Having only a CSE in General Science, Max Planck is beyond me, as is the work of all the theoretical physicists, but that did not stop conversations at the kitchen table. Our daughter, now a third year medical student, became enthused by science in teenage years. “Look at this!” she exclaimed one evening. It was not often that school textbooks evoked such excitement.
“What is it?”
“It’s from a conference held in 1927 – look who is in the picture. There’s Schroedinger and there’s Neils Bohr and there’s Max Planck and who else would be at the front – Einstein”.
The solitary woman in the picture, sitting in the front row was the brilliant Madame Curie, the only person ever to win Nobel prizes in different sciences..
“What were they doing? Why the photograph?”
“It was the Solvay Conference in 1927. Look at it – the most brilliant people in the world gathered together in one place. Do you know, Einstein and Bohr once had a debate and every time they met after that, instead of saying ‘how are you?’ and things like that they just carried on the debate from where they left off the previous time”.
The photograph recorded what must have been one of the most extraordinary moments in the history of humanity. Geniuses by the dozen. To have been present would have left an indelible mark on the memories of mere mortals.

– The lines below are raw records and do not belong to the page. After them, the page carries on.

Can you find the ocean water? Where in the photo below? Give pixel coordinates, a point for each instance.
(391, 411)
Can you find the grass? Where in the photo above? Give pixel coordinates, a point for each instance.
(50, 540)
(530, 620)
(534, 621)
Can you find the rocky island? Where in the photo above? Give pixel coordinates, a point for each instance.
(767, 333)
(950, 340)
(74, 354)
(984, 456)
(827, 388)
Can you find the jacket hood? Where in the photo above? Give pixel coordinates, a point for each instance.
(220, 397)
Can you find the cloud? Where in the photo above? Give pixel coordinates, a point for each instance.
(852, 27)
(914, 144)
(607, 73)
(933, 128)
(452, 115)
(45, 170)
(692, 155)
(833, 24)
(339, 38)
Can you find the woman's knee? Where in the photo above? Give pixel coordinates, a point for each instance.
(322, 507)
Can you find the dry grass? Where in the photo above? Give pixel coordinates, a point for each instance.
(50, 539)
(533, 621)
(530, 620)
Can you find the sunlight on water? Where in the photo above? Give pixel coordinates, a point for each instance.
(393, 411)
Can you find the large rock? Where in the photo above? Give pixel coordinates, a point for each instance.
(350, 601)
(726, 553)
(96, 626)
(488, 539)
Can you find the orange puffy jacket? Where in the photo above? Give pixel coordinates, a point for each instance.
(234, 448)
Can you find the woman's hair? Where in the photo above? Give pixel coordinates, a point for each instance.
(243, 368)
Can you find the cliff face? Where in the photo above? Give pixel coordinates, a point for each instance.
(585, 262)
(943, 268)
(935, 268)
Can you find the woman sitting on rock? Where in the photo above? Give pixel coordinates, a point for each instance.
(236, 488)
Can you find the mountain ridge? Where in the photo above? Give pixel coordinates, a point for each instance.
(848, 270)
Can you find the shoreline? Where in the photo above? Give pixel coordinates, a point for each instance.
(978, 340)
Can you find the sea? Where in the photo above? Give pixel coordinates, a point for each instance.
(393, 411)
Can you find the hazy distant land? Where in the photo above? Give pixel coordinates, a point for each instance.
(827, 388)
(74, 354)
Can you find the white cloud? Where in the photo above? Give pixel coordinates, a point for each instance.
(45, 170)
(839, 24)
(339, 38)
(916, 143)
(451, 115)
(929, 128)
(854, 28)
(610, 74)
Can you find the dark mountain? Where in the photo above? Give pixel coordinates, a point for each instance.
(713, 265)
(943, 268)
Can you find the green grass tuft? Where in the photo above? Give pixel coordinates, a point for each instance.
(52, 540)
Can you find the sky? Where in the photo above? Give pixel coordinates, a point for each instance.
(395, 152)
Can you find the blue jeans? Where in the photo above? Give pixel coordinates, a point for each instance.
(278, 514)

“Can you imagine what it would have been like?” she said. “It would have been like getting all the greatest rock musicians in the world into one band and put them on the stage together”.
Indeed, and the egos of the geniuses would have been considerably smaller. I have been at at Schroedinger’s grave in the Austrian village of Alpbach; it is modest and unassuming, almost anonymous, tucked against the wall of a small village churchyard.
Sadly, Solvay represents the reality from which the church departed. Since the days of Copernicus and Galileo the church was troubled by facts that did not fit its explanation of the world. An implicit fundamentalism remains, the work of Darwin a hundred and fifty years ago only brought to the surface the attitudes already there. In the century and a half since, it is hard to see any movement at all by many Christians. In 2006, a Nigerian priest stood in my last parish and told the congregation that they were not to believe scientists because the scientists did not know the truth that God made the world in six days. (This did cause the professor of geology who sang tenor in the church choir to raise his eyebrows.) Anti-intellectualism reigns; even had we an Einstein, he would not get a hearing.
The gulf between the world inhabited by those who stand in the tradition of Einstein, and the world imagined by many members of the church, is now so wide, it is hard to imagine that the church is redeemable. Absolute hot is likely to remain no more than a hellfire preacher’s prediction of the future for those with whom he disagrees.